Magician

Floating. For a moment he was the embodiment of the name he had chosen for himself. Pure, childlike joy without any pretense or notion of self-consciousness. He was joy.

Above him was a cloudless blue sky. Supporting his form was a large body of water. He listened, fascinated, to the sound of the water sloshing in and out of his ears as his head bobbed slightly with the tiny waves. At the very edge of his peripheral vision on the right he could see a wide, sandy beach. All details were lost, but he knew he was quite far out and there almost certainly was no one there to help him even if he were to call out.

But nothing was going to happen. He had a destiny. He had seen it, and drowning was nowhere in his future.

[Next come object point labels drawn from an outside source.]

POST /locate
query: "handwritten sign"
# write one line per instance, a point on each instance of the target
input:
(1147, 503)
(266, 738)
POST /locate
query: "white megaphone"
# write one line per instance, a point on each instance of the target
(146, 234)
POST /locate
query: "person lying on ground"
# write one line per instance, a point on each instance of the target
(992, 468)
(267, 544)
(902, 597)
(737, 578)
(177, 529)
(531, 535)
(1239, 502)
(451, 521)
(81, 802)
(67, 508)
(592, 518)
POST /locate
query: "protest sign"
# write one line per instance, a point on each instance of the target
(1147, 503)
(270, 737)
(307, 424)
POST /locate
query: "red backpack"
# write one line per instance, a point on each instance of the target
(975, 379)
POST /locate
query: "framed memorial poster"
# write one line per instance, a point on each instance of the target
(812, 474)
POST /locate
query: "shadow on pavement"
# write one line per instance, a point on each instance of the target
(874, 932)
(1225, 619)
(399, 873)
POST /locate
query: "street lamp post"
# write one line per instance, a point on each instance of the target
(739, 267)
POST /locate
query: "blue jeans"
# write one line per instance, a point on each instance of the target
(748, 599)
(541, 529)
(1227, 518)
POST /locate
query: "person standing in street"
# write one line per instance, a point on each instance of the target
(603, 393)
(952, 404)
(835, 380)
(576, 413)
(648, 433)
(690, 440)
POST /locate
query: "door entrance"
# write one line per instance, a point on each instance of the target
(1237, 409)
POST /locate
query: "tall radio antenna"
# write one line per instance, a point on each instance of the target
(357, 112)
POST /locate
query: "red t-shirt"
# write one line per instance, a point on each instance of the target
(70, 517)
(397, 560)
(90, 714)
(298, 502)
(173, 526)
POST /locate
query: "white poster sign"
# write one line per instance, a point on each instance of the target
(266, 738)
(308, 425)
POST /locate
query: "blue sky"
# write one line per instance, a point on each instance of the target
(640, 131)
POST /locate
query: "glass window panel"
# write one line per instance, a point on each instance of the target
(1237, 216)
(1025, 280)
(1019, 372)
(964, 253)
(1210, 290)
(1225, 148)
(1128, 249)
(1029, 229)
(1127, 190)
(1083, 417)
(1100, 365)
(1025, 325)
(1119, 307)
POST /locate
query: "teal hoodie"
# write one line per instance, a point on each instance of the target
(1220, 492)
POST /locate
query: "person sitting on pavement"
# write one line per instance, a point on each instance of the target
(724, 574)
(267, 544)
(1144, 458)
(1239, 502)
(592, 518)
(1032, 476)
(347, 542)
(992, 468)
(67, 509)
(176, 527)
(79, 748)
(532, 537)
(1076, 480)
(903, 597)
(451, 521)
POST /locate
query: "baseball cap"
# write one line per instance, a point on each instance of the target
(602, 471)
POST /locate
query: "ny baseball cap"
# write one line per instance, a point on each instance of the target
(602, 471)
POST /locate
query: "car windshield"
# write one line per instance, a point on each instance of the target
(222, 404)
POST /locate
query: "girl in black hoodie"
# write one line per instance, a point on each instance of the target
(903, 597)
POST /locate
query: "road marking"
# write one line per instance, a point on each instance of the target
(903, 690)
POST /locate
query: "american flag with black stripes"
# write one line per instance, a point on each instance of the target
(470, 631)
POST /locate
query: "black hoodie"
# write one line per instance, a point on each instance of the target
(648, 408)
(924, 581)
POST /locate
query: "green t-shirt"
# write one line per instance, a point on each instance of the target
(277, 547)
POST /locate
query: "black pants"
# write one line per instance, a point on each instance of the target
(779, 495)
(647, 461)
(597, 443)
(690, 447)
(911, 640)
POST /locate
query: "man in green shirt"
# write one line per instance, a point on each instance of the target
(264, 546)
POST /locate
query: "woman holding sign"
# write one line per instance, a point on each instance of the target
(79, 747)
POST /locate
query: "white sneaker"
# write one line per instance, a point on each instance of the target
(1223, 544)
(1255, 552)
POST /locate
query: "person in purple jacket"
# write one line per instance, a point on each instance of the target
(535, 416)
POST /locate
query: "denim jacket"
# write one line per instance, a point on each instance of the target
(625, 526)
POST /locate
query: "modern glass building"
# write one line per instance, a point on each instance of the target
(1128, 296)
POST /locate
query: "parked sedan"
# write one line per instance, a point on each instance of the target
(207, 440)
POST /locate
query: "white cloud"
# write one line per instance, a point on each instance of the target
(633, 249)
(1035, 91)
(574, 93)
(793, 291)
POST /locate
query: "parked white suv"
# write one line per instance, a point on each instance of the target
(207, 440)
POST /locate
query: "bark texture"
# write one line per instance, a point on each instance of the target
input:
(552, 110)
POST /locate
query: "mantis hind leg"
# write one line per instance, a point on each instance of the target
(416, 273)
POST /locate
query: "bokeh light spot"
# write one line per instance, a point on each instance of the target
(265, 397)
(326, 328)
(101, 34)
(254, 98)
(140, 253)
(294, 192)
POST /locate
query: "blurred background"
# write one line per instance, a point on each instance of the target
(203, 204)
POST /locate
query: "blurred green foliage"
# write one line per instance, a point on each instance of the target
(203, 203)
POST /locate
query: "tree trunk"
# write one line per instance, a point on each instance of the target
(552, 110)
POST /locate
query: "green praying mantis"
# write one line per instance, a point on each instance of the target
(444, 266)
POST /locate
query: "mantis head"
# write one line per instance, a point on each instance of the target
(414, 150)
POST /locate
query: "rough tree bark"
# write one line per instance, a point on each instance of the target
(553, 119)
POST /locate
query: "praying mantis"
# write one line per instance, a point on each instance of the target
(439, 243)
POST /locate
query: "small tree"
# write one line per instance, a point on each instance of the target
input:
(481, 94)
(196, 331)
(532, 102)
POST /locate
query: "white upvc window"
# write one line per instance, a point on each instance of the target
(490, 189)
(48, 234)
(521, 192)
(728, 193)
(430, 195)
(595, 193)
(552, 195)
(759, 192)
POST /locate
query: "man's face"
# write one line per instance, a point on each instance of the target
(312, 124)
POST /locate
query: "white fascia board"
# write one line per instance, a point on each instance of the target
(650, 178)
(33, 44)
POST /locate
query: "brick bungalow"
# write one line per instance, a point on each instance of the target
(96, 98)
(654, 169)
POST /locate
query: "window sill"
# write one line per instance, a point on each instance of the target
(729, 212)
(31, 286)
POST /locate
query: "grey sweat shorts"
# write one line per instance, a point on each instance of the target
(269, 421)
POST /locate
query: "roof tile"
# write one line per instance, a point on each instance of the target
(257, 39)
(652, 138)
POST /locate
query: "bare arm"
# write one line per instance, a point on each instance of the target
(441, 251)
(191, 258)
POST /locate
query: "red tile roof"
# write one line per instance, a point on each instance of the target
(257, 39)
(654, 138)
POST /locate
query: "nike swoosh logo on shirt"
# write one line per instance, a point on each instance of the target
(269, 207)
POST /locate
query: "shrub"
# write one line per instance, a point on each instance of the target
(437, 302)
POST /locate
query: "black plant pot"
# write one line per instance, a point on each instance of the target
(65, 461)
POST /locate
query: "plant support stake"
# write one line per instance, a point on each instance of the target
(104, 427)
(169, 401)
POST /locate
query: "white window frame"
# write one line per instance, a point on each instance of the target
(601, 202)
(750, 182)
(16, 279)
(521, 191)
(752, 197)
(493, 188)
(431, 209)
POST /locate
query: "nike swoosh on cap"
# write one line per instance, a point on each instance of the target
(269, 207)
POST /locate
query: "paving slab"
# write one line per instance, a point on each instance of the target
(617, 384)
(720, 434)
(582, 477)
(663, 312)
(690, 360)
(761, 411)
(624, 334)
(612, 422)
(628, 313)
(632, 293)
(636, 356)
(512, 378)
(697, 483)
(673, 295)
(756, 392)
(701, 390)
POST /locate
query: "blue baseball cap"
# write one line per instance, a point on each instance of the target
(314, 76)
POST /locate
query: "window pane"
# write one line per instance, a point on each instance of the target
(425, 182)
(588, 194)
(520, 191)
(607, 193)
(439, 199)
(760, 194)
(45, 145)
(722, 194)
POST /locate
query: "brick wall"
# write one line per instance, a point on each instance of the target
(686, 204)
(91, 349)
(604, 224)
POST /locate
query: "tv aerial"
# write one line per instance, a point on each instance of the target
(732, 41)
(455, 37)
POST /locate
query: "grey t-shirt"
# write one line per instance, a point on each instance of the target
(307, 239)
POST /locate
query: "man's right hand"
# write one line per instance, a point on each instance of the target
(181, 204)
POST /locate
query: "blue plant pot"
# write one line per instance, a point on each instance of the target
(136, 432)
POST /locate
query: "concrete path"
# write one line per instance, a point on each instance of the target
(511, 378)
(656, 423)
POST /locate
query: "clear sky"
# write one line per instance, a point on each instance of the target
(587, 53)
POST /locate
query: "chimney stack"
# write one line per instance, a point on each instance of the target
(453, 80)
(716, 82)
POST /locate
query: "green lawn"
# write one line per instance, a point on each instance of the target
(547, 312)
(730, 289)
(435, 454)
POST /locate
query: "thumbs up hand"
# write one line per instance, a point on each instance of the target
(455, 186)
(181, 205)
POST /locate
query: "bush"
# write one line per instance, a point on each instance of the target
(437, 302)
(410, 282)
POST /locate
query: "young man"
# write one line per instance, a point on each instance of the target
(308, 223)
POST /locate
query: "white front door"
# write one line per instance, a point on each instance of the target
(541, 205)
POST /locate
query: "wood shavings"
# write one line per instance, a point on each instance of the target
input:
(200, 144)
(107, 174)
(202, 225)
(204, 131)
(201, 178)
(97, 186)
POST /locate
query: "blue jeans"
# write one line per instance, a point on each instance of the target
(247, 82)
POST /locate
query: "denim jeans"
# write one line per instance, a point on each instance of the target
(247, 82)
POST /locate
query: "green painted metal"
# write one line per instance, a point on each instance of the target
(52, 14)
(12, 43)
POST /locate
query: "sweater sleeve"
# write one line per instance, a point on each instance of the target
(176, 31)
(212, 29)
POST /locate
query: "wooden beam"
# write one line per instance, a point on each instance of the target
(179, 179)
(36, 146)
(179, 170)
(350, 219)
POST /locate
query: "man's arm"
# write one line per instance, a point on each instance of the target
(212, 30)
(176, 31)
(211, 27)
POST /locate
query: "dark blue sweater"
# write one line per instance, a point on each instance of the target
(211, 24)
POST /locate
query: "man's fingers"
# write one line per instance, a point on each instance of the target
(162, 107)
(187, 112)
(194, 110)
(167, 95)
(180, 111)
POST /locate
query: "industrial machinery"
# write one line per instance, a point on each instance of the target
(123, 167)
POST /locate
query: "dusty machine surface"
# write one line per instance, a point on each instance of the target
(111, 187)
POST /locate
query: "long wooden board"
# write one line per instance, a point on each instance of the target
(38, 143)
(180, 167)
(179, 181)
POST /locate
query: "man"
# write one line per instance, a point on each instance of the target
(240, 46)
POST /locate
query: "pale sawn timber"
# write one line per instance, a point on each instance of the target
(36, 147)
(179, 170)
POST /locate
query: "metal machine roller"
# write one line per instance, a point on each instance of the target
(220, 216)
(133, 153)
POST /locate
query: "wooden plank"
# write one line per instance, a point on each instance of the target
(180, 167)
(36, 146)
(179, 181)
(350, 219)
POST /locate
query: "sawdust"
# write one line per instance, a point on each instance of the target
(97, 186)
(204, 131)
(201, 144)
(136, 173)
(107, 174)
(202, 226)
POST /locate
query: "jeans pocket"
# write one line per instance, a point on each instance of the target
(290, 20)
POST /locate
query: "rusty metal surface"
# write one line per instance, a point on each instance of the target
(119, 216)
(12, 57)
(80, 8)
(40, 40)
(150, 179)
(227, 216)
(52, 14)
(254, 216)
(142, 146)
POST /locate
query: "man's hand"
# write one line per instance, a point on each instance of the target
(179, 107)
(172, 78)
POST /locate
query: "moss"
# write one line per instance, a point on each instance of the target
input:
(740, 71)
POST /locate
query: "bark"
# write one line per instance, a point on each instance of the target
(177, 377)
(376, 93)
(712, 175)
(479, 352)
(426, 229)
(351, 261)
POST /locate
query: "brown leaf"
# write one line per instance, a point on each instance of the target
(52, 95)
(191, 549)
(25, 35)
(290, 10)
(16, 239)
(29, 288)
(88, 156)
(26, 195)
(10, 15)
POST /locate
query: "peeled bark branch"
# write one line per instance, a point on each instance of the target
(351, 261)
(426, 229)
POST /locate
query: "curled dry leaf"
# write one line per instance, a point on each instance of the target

Of course there were the distressing dark periods in the future. Like small valleys in the plains, he could see both sides but he couldn't see what lay inside them, only what awaited him on the other side. And much of it made no sense at all. There was a towering city of shaped stone and gleaming metal, a tired old man who held his fate in tired hands and on the other side of one of the larger valleys . . . a shadowy woman. He could see only her form, no details he could use to identify her. No matter. She was waiting for him on the very edge of the valley and on the near side The Magician.

The Magician, he thought as a chill passed over him.

· · ·


"What about the magician," She asked softly.

In a flash Joy had passed from completely asleep to hyper-alert, crab-walking away from her again and backing himself up against one of the boulders that littered the landscape they'd been traveling across. "What?" Undirected fury clear in his voice.

"You were talking in your sleep, love," she purred and not for the first time Joy imagined what sounds she would make if he were to throw himself at her and try tearing her throat out.

She'd laugh, because I'd be a broken heap before I even got close, he thought bitterly. "He killed me, that's all. But you already knew that."

Her hollow gaze made his mask itch and it was all he could to to keep from reaching up to finger the imagined crack in the cheek. She doesn't believe me. She knows I'm not telling her everything I know and she's going to--

"We'll reach Futility today," she announced finally. Then, without another word she stood up and strode away from the miserable little camp, leaving Joy and the still-sleeping form of Pop-top alone.